У девушки сделалось такое лицо, как будто она обдумывает ответ, но в
это время щелкнул громкоговоритель в потолке и голосом старшей сестры
сказал Макмерфи, что если он хочет поговорить со своей приятельницей,
пусть она, как положено, пройдет через главный вход, а не беспокоит всю
больницу. Девушка отошла от окна и заторопилась ко входу; Макмерфи тоже
отошел от окна, плюхнулся в кресло в углу, свесил голову.

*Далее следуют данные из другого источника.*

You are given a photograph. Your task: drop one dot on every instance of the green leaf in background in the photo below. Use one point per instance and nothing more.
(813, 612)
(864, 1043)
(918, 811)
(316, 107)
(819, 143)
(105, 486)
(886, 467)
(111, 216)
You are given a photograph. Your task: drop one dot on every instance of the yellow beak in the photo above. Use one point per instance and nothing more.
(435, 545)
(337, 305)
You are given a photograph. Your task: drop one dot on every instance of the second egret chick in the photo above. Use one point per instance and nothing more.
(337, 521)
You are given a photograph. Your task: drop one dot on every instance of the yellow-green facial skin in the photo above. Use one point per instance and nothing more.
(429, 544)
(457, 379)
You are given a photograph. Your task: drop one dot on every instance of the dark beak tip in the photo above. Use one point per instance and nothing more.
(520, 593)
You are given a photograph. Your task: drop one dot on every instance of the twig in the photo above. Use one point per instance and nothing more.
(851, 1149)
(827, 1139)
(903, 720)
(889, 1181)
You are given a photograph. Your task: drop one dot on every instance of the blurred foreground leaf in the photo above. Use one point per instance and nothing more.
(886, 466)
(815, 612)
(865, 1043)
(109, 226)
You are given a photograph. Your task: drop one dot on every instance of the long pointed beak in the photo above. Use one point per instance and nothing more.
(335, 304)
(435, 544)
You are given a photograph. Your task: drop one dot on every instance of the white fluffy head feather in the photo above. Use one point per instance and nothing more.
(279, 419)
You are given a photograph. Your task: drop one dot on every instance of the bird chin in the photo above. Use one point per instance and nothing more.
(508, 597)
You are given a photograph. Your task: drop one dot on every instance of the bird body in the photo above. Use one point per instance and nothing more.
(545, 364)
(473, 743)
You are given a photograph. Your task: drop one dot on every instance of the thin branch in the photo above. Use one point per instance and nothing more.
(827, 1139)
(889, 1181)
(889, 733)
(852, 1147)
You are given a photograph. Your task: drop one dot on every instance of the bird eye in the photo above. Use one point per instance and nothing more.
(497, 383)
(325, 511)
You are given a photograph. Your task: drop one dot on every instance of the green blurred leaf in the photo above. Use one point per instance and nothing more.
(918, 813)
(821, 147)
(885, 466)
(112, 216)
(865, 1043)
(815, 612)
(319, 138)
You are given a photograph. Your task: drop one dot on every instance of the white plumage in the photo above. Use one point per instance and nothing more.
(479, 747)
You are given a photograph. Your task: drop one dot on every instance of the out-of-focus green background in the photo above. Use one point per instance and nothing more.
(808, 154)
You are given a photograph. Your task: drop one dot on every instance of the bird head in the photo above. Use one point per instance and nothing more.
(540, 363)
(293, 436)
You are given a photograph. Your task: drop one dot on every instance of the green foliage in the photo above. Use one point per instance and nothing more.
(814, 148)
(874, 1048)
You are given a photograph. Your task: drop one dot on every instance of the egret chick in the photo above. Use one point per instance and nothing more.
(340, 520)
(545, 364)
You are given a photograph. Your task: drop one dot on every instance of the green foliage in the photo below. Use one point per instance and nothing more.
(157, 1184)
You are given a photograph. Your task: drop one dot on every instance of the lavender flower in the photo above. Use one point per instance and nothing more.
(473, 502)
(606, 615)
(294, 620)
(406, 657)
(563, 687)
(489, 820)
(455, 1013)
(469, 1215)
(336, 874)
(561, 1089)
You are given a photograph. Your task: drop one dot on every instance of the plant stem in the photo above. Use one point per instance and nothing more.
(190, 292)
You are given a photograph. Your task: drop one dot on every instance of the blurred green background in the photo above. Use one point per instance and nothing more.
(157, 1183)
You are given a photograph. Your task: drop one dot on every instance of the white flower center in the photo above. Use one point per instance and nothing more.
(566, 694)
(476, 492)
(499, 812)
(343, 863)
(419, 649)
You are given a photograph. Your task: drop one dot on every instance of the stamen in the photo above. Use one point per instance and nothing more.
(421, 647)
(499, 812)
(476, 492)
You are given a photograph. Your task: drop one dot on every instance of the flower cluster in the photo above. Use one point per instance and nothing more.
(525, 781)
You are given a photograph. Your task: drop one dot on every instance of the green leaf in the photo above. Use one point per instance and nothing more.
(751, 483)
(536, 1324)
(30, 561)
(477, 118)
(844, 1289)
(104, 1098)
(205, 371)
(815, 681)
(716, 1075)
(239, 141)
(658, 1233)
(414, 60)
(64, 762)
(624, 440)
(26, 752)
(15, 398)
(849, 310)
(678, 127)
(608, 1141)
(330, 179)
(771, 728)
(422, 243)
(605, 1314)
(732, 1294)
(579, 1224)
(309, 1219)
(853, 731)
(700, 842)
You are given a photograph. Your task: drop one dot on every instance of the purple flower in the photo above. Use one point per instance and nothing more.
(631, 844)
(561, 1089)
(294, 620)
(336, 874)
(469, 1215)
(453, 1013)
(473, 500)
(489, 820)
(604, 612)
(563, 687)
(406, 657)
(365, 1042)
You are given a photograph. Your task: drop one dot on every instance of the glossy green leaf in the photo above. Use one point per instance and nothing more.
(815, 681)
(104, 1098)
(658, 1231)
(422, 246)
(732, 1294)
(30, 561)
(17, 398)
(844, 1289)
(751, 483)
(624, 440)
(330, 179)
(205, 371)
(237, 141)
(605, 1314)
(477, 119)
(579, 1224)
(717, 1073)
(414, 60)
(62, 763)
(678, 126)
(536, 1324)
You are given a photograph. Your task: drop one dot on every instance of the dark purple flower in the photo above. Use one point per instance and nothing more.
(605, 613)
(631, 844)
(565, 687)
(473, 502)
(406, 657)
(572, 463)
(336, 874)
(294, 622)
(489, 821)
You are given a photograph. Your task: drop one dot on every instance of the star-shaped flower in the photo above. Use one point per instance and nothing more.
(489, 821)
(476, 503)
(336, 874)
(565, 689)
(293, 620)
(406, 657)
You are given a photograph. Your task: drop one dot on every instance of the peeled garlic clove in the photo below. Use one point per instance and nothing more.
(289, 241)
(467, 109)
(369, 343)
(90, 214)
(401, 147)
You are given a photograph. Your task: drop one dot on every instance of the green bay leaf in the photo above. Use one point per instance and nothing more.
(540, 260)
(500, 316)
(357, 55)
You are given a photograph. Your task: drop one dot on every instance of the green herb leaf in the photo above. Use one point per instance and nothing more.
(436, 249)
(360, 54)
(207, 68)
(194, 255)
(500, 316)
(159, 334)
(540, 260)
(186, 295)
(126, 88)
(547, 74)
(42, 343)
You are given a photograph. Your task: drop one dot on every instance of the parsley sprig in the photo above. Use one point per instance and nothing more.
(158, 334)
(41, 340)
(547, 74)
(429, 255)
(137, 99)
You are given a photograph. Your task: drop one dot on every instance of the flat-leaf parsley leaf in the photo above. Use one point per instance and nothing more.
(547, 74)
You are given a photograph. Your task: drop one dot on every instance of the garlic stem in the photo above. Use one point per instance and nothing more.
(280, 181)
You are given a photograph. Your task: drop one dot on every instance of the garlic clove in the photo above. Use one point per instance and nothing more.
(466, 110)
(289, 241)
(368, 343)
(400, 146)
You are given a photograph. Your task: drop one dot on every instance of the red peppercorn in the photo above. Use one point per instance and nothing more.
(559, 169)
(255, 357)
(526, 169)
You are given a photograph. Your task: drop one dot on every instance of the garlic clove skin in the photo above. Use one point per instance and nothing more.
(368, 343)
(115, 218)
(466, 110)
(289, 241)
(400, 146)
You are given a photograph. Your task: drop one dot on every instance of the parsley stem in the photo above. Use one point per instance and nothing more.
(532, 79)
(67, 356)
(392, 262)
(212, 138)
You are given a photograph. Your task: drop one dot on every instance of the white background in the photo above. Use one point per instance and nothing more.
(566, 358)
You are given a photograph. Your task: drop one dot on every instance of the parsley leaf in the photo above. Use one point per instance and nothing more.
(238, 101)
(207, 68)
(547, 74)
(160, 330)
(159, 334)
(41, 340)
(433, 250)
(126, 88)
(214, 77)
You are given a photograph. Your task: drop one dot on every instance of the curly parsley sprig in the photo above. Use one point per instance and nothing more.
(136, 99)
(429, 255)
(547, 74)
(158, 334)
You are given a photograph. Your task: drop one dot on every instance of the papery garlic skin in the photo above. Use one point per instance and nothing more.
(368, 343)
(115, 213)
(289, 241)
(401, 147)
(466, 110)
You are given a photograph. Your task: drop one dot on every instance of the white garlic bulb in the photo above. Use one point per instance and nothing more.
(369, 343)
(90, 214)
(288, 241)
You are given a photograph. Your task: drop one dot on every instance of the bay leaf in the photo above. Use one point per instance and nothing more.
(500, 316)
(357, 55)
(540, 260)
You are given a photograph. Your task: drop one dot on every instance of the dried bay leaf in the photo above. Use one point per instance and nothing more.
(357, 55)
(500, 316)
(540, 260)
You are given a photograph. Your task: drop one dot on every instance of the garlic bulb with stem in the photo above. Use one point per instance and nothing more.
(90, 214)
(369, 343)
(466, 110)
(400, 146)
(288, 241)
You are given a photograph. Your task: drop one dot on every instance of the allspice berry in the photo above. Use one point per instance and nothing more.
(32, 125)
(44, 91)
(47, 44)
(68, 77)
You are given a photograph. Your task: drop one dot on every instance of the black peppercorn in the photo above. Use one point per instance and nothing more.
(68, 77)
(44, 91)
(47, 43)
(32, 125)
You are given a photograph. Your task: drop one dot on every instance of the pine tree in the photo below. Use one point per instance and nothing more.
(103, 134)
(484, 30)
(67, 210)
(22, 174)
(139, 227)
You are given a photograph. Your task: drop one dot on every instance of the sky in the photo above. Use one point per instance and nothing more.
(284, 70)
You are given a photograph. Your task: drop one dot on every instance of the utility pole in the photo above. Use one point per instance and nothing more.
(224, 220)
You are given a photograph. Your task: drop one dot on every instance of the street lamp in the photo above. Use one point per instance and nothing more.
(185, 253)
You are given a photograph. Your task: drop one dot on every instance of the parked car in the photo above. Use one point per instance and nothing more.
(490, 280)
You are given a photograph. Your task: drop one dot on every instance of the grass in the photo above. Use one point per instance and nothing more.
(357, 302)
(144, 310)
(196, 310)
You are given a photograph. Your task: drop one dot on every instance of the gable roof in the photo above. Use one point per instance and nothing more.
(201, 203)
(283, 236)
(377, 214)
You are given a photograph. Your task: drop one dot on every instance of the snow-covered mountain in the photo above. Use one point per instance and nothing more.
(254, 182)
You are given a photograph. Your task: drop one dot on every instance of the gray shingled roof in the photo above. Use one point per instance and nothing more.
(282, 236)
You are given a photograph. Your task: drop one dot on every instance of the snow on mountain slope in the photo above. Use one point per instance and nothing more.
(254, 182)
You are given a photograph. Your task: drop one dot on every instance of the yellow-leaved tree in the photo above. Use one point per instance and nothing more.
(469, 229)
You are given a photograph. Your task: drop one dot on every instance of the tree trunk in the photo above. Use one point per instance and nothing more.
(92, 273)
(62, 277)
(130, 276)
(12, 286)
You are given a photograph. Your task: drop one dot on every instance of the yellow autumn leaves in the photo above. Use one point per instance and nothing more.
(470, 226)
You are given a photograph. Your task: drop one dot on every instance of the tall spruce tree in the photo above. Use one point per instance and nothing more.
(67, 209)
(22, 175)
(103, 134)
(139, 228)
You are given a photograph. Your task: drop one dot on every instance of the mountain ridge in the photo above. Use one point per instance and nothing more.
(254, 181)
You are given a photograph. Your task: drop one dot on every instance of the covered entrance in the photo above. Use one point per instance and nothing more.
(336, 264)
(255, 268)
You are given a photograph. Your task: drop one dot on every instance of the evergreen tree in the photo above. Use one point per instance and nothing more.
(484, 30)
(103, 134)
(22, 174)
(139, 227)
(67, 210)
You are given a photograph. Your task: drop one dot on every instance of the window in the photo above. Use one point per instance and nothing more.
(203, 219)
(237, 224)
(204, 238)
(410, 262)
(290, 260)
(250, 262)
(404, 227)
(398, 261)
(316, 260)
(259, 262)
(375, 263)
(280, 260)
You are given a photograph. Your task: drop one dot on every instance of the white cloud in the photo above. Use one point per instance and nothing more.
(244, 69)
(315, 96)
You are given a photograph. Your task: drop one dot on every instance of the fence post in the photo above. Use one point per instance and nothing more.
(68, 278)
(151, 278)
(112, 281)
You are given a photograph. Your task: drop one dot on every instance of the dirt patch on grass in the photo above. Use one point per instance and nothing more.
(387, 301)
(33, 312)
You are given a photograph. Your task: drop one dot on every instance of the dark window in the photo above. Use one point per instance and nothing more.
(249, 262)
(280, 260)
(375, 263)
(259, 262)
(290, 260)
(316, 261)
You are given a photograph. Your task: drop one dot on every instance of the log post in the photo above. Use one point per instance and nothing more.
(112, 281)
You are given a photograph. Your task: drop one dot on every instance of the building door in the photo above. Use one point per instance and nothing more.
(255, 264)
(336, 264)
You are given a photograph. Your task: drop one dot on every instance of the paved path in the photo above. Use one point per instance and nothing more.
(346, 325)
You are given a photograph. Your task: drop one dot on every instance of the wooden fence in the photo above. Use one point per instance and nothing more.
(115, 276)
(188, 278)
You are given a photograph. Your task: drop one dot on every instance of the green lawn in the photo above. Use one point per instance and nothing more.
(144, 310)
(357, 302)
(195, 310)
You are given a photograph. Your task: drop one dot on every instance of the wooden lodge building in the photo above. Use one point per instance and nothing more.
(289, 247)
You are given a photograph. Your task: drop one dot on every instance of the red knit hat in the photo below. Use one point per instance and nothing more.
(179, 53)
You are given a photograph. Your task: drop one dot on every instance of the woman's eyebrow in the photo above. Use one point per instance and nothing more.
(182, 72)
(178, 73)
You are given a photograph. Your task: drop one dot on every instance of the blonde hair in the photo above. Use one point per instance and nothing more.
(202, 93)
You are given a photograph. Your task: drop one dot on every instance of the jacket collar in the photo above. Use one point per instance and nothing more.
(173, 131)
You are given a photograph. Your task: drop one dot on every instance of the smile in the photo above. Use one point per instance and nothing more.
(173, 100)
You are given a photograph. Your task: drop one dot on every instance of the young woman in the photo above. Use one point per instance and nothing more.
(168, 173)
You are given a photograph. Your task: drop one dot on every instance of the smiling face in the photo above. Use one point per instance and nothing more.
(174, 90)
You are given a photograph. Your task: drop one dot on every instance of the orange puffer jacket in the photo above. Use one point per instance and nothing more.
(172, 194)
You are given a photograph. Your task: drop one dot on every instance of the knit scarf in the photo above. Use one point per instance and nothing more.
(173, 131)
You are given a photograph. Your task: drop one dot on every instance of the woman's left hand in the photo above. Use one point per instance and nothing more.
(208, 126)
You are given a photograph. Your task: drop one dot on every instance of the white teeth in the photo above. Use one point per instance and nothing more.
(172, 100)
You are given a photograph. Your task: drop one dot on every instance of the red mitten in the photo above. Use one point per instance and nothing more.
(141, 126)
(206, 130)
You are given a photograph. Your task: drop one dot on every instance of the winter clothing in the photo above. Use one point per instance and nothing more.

- Тьфу ты ну ты, - сказал он.
Маленький санитар впустил девушку в отделение и забыл запереть за ней
дверь (после наверняка получит нагоняй), а девушка упругой походкой пошла
по коридору мимо поста, где все сестры пытались заморозить ее упругость
объединенным ледяным взглядом, и вошла в дневную комнату - всего на
несколько шагов впереди доктора. Он шел к посту с какими-то бумагами,
поглядел на нее, потом опять на бумаги, опять на нее - и обеими руками
стал искать в карманах очки.
Она остановилась посреди комнаты, со всех сторон на нее уставились
мужчины в зеленом, и стало так тихо, что можно было услышать, как ворчат
животы и журчат у хроников катетеры.
Пока девушка искала взглядом Макмерфи, прошла добрая минута, и все
успели хорошенько ее рассмотреть. Над ее головой под потолком висел
голубой дым: видно, когда она ворвалась сюда, во всем отделении перегорела
аппаратура - попыталась подстоиться, замерила электронными датчиками,
вычислила, что справиться с таким не может, и просто сгорела, покончила с
собой.
На девушке была белая майка, как на Макмерфи, только гораздо меньше,
белые теннисные туфли, джинсы, обрезанные выше колен, чтобы кровь в ногах
не застаивалась, - словом, для города материи маловато, учитывая, что под
ней приходилось прятать. Наверно, ее видели гораздо больше мужчин и
гораздо меньше одетой, но тут она застеснялась, как школьница на сцене.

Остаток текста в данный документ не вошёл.